Асмодей, по обыкновению, отвечает коротким смешком. Ко-ко! Откуда? Да из таких же обнищалых крестьян. Когда не можешь прокормиться честным путем, долго ли свернуть на дурную дорожку! А на кого, между прочим, вину валят? Первым делом на черта. Чуть человек споткнулся, сейчас говорят: нечистый попутал…
Неподалеку вспыхивает веселая музыка. Сейчас она до того неуместна, что Мате не в силах сдержать раздражение. Хотел бы он знать, кому это весело, когда рядом мрут с голода!
Бес философски пожимает плечами. Дело житейское! Одни подыхают, другие предаются забавам и чревоугодию.
При слове «чревоугодие» в глазах у Фило появляется нездоровый блеск.
— Мм… — мычит он неуверенно. — Может быть, все-таки взглянем, что там едят? Просто так, из чисто исторического интереса.
И вот уже филоматики парят над великолепным замком, где застольничает сборище знатных бездельников. Их здесь не менее пятидесяти — кавалеров и дам, осыпанных пудрой и драгоценностями. Они неторопливо жуют и негромко переговариваются, а кругом кипит бесшумная суета слуг и звенит бесконечная музыка незримых музыкантов…

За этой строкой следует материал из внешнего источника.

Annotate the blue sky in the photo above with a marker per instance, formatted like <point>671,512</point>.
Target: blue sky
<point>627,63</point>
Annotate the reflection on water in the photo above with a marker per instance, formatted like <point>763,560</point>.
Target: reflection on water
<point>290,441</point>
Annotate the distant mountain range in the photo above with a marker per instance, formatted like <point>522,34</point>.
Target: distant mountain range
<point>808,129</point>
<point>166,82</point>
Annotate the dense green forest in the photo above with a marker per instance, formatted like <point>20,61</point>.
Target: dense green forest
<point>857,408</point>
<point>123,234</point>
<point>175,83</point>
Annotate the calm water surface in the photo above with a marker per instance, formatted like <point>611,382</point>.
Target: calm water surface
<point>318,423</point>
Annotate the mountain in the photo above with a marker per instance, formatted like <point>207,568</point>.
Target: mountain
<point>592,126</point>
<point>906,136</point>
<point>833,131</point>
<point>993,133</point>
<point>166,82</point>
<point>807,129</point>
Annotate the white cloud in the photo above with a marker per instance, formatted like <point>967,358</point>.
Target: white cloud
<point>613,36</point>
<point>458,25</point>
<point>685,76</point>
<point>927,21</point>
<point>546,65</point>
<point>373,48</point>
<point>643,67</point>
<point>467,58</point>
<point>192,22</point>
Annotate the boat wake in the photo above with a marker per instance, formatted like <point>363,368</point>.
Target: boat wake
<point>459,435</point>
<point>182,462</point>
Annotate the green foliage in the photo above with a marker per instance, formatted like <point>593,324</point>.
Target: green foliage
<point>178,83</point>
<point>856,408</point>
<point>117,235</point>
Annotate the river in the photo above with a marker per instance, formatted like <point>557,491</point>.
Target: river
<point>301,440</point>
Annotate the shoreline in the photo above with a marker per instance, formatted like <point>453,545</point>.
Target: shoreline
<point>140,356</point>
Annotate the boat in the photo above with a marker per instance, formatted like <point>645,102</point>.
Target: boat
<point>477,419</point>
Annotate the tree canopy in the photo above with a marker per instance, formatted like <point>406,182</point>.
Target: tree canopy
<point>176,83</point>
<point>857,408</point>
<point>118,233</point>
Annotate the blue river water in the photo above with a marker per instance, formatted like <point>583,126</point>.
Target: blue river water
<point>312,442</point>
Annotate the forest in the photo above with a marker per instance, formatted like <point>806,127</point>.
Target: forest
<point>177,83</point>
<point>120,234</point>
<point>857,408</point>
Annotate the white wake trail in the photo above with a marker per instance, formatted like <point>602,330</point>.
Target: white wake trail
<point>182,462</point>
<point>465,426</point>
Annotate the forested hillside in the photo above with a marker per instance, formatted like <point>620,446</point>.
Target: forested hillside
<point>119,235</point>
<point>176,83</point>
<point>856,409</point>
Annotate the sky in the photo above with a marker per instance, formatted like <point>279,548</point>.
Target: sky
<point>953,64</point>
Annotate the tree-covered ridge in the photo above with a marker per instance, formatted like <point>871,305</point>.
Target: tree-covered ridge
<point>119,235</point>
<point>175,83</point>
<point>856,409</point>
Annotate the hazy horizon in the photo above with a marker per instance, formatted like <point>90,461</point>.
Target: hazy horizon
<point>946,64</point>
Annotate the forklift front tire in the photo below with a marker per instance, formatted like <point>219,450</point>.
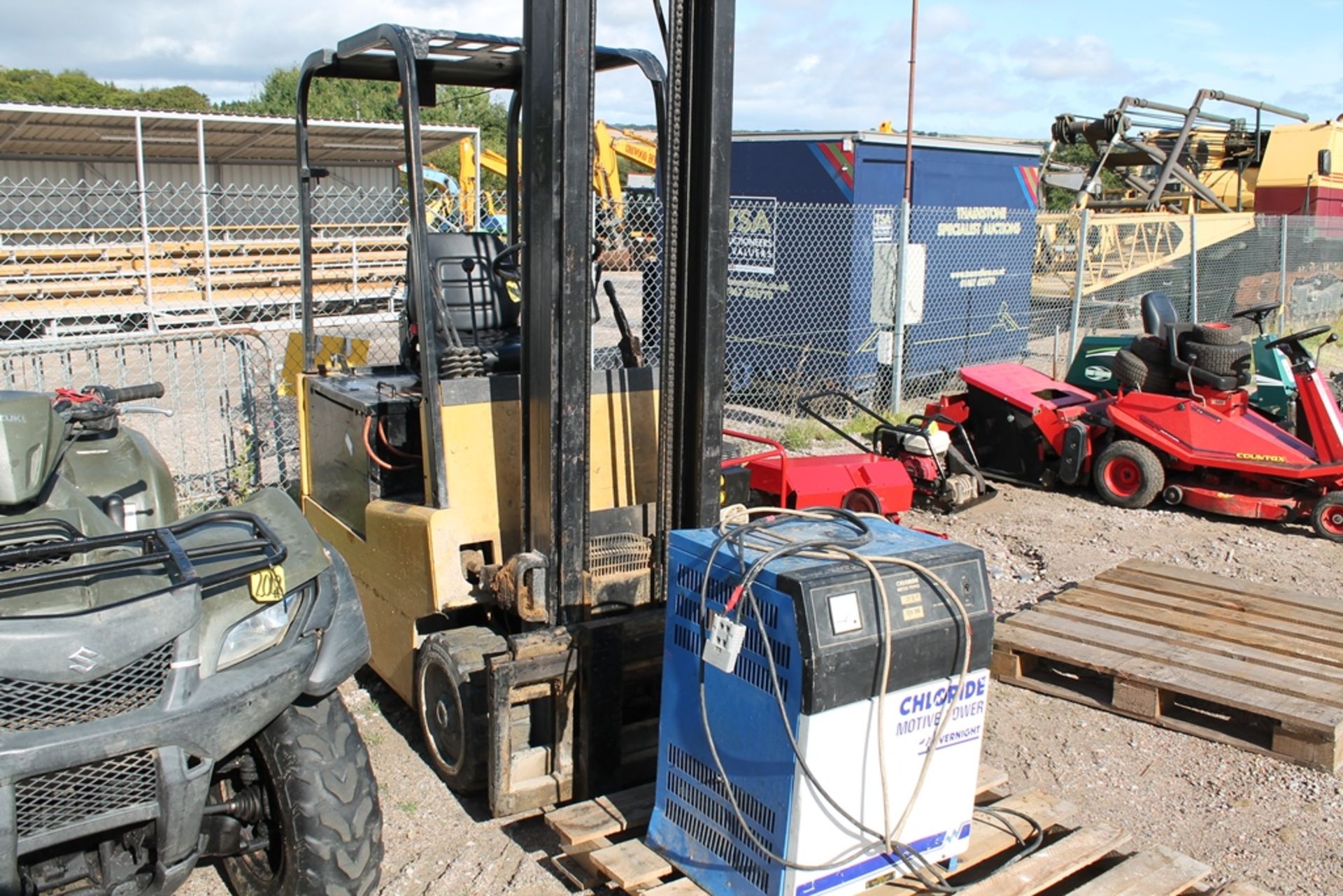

— Нда-с! — говорит Мате после некоторого молчания. — Готов поклясться решетом Эратосфена, что необходимость платить налоги ЗДЕСЬ никого не угнетает.
— Безусловно, мсье. Хотя бы уже потому, что дворяне вообще налогами не облагаются. Ну да у этих господ свои заботы! Всесильный кардинал Ришелье — не только правая, но и левая рука его величества Людовика Тринадцатого — неустанно крепит власть своего монарха, а заодно свою собственную. Ему не по душе своевольные замашки французских феодалов. Эти спесивцы, еще недавно управлявшие страной наравне с государем, никак не желают примириться с тем, что при дворе в советах их более не нуждаются, и премудрый министр никогда не упускает случая поставить их на место. По его милости они лишились многих привилегий.
— Ну, судя по всему, до нищеты им далеко, — не без юмора замечает Мате.
— Прошу прощения, — нетерпеливо вклинивается Фило, — насколько я понимаю, к столу только что подали любимое блюдо Генриха Второго — паштет из дичи с шампиньонами, и я должен… нет, я положительно обязан его попробовать!
— Разумеется, из чисто исторического интереса, — издевается Мате.